La rete RE.A.DY presenta una sua articolazione, a seconda dei territori e della tipologia di enti, che ci offre un quadro interessante: a essa aderiscono 91 partner al Nord, 138 al Centro e 47 al Sud, che registra ad oggi il numero minore di adesioni. Riguardo alle tipologie di enti pubblici coinvolti troviamo: 233 Comuni, 8 Regioni, 17 Province e città metropolitane, 18 organismi di parità, municipi, associazioni di Comuni e comunità comprensoriali.
RE.A.DY non ha attivo un osservatorio nel senso letterale del termine, ma si confronta con diverse istanze comunque intercettate. Cogliamo l’occasione per approfondire la questione dell’omolesbobitransfobia. Il fenomeno risulta più diffuso in alcuni territori italiani o in determinate tipologie di contesti, come ad esempio piccole o grandi città, piccoli Comuni?
“Confermo che la nostra segreteria nazionale non svolge un ruolo di raccolta dati”, spiega Cinzia Melis. “Abbiamo comunque rilevato in questi anni che l’interesse per queste tematiche è molto diffuso, oltre che nelle città più grandi, anche nei piccoli Comuni, che sono la maggioranza in Italia. Il fatto che le amministrazioni locali dichiarino vicinanza e svolgano attività su questi temi ha sicuramente una ricaduta importante sulla cittadinanza ed evita il fenomeno dei trasferimenti nei grandi centri che spesso ha caratterizzato le vite delle persone LGBTQI”.

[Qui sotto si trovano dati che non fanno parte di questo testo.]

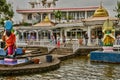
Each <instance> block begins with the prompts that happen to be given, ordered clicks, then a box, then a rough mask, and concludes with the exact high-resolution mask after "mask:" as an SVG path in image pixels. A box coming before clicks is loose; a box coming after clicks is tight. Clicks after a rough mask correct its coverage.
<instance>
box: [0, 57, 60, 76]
mask: <svg viewBox="0 0 120 80" xmlns="http://www.w3.org/2000/svg"><path fill="white" fill-rule="evenodd" d="M59 67H60V60H59V59H57V58H55V59H54V60H53V62H52V63H47V62H46V63H40V64H27V65H24V66H18V67H12V66H11V67H0V75H2V76H7V75H9V76H10V75H24V74H33V73H41V72H46V71H51V70H55V69H58V68H59Z"/></svg>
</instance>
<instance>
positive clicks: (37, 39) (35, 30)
mask: <svg viewBox="0 0 120 80" xmlns="http://www.w3.org/2000/svg"><path fill="white" fill-rule="evenodd" d="M35 32H36V39H37V41H38V40H39V36H38V30H35Z"/></svg>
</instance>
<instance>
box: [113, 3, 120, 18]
mask: <svg viewBox="0 0 120 80" xmlns="http://www.w3.org/2000/svg"><path fill="white" fill-rule="evenodd" d="M114 11H116V12H117V15H116V16H115V17H118V18H120V1H117V7H115V10H114Z"/></svg>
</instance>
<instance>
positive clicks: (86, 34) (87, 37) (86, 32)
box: [84, 32, 88, 46]
mask: <svg viewBox="0 0 120 80" xmlns="http://www.w3.org/2000/svg"><path fill="white" fill-rule="evenodd" d="M84 38H85V46H87V43H88V34H87V32H86V33H85V35H84Z"/></svg>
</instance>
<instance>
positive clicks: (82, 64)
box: [0, 57, 120, 80]
mask: <svg viewBox="0 0 120 80" xmlns="http://www.w3.org/2000/svg"><path fill="white" fill-rule="evenodd" d="M119 79H120V64H110V63H94V62H90V60H89V58H88V57H77V58H73V59H69V60H66V61H63V62H62V63H61V67H60V68H59V69H57V70H55V71H50V72H48V73H42V74H41V73H40V74H32V75H24V76H13V77H11V76H9V77H0V80H119Z"/></svg>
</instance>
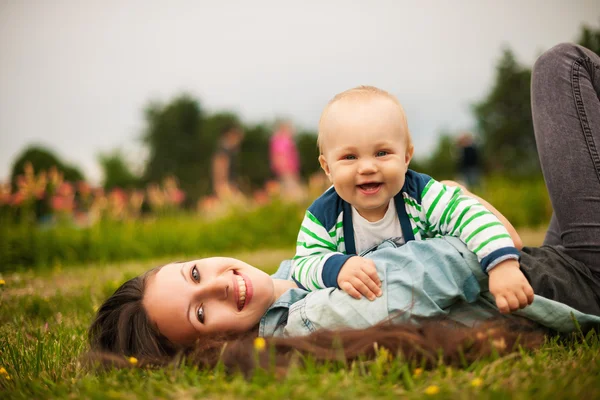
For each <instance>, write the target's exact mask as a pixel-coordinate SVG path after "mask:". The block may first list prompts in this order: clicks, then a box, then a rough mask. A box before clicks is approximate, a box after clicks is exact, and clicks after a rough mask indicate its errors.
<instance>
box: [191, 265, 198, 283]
mask: <svg viewBox="0 0 600 400" xmlns="http://www.w3.org/2000/svg"><path fill="white" fill-rule="evenodd" d="M191 273H192V279H193V280H194V282H199V281H200V273H199V272H198V268H197V267H196V266H195V265H194V266H193V267H192V271H191Z"/></svg>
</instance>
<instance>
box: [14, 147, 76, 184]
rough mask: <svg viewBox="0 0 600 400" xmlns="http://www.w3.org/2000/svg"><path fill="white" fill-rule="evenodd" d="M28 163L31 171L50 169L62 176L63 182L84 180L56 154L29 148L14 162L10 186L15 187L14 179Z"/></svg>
mask: <svg viewBox="0 0 600 400" xmlns="http://www.w3.org/2000/svg"><path fill="white" fill-rule="evenodd" d="M28 162H30V163H31V165H32V166H33V170H34V171H35V172H36V173H37V172H40V171H48V170H50V168H52V167H56V169H57V170H58V171H59V172H61V173H62V174H63V177H64V179H65V180H67V181H70V182H77V181H82V180H84V177H83V174H82V173H81V171H80V170H79V169H78V168H76V167H73V166H71V165H68V164H65V163H64V162H62V161H61V160H60V159H59V158H58V156H56V154H54V153H53V152H52V151H51V150H49V149H47V148H45V147H42V146H35V145H34V146H30V147H28V148H26V149H25V150H24V151H23V153H22V154H21V155H20V156H18V157H17V159H16V160H15V162H14V164H13V167H12V171H11V175H10V177H11V184H12V185H13V188H14V187H16V179H17V176H18V175H21V174H23V172H24V171H25V164H27V163H28Z"/></svg>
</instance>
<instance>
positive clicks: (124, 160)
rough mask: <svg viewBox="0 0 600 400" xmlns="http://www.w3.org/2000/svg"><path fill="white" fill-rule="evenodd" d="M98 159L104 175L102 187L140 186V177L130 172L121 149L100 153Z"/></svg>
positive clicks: (127, 187)
mask: <svg viewBox="0 0 600 400" xmlns="http://www.w3.org/2000/svg"><path fill="white" fill-rule="evenodd" d="M98 161H99V162H100V165H101V166H102V171H103V176H104V178H103V183H102V186H104V189H106V190H110V189H113V188H115V187H119V188H123V189H132V188H137V187H140V185H141V181H140V177H138V176H136V175H135V174H134V173H133V172H131V169H130V168H129V166H128V165H127V162H126V160H125V157H124V156H123V153H121V151H119V150H115V151H113V152H112V153H109V154H100V155H99V156H98Z"/></svg>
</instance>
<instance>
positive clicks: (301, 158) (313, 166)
mask: <svg viewBox="0 0 600 400" xmlns="http://www.w3.org/2000/svg"><path fill="white" fill-rule="evenodd" d="M296 146H297V147H298V153H299V154H300V175H301V176H302V178H304V179H308V177H309V176H311V175H312V174H314V173H315V172H317V171H319V170H320V169H321V165H320V164H319V148H318V147H317V133H316V132H313V131H300V132H298V135H297V136H296Z"/></svg>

A questo proposito ci agganciamo all’indagine ISTAT-UNAR 2020-2021, che rileva un dato emblematico: “Il 16,8% degli individui si è trasferito in un altro quartiere, altro Comune o all’estero per poter vivere più tranquillamente la propria omosessualità o bisessualità (il 12% in un altro Comune, il 3,4% all’estero). Il 16,7% è stato trattato male dai vicini di casa; il 13,1% dichiara di essere stato trattato/a meno bene degli altri in uffici pubblici, mezzi di trasporto, negozi; il 10,4% ha avuto problemi in ambiente sanitario da medici, infermieri o altro personale dei servizi sociosanitari”.
Fatta questa premessa, chiediamo: avete mai ricevuto segnalazioni, relativamente a questo tipo di dinamica, all’interno della vostra rete? E in ogni caso, che cosa proporreste per contrastare questo fenomeno di abbandono del territorio per sfuggire da contesti discriminanti? “Gli enti che aderiscono alla rete si connotano come luoghi accoglienti per le persone LGBTQI, attivando buone pratiche di inclusione e cercando di rendere sempre più ‘sicuri’ per esse i loro territori”, evidenzia Cinzia Melis. “In alcuni casi l’adesione alla rete è nata proprio come risposta istituzionale a episodi di omolesbobitransfobia avvenuti nei territori di appartenenza. L’adesione alla rete e la sottoscrizione della Carta di Intenti conferma chiaramente l’intenzione di prevenire e ostacolare con forza le discriminazioni per orientamento sessuale e identità di genere sul proprio territorio, anche in un’ottica intersezionale”.